You should now see: your messy sentence turned into clean fields, Item, Amount, Category, Reimbursable: parsed straight from the reply with json.loads, no fence-stripping, no try/except. The API guaranteed the JSON matched the schema. That reliability is the upgrade.

Step 6: Read how the guarantee works

Look again at extract.py: output_config={"format": {"type": "json_schema", "schema": EXPENSE_SCHEMA}}.

You should now see / say: you hand the API a schema (the exact shape, with types and an enum for category), and it constrains the model to return valid JSON in that shape. You parse once, confidently, no defensive code.

Step 7: Build your own extractor (finish the starter)

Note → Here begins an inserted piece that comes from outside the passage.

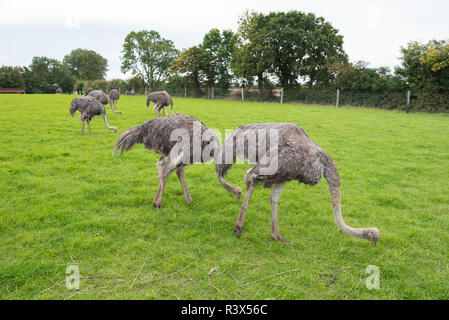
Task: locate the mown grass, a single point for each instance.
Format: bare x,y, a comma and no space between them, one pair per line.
66,201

Open extract_starter.py. It extracts a contact from a messy intro. Finish TODO 1: add company and email to the schema's properties and to required. Then run it:

python extract_starter.py

You should now see: the messy intro ("hi im Dana, i run ops over at BrightLeaf Coffee, reach me on dana@brightleaf.co") turned into name, company, and email fields. Change MESSY to your own intro and run again.

Step 8: Make it yours

Edit the schema to extract something from your world, a task (title, due, priority enum), a product review (product, sentiment, rating), a calendar event. Feed it messy text and confirm it parses first try.

You should now see: your own messy-text → structured-data tool, returning exactly the fields you defined, reliably. You're driving the API.

Stuck? Working examples are in ../solution/. Peek only after you've tried.

Your win

You drive the API: you set max_tokens and temperature, stream replies, and turn messy text into guaranteed-valid JSON your code can use.

Post it to the chat wins board: your messy input → structured output, e.g. "'lunch w team ~48 quid work expense' → {item: Lunch, amount: 48.0, category: food, reimbursable: true}, guaranteed JSON, first try "

Take-home (optional)

Combine M5 + M6: write a tool that takes a messy customer message, and returns JSON with a category (enum), a sentiment, and a polite suggested_reply. One call, structured output, genuinely useful. Bring it to next session, it's a real mini-app.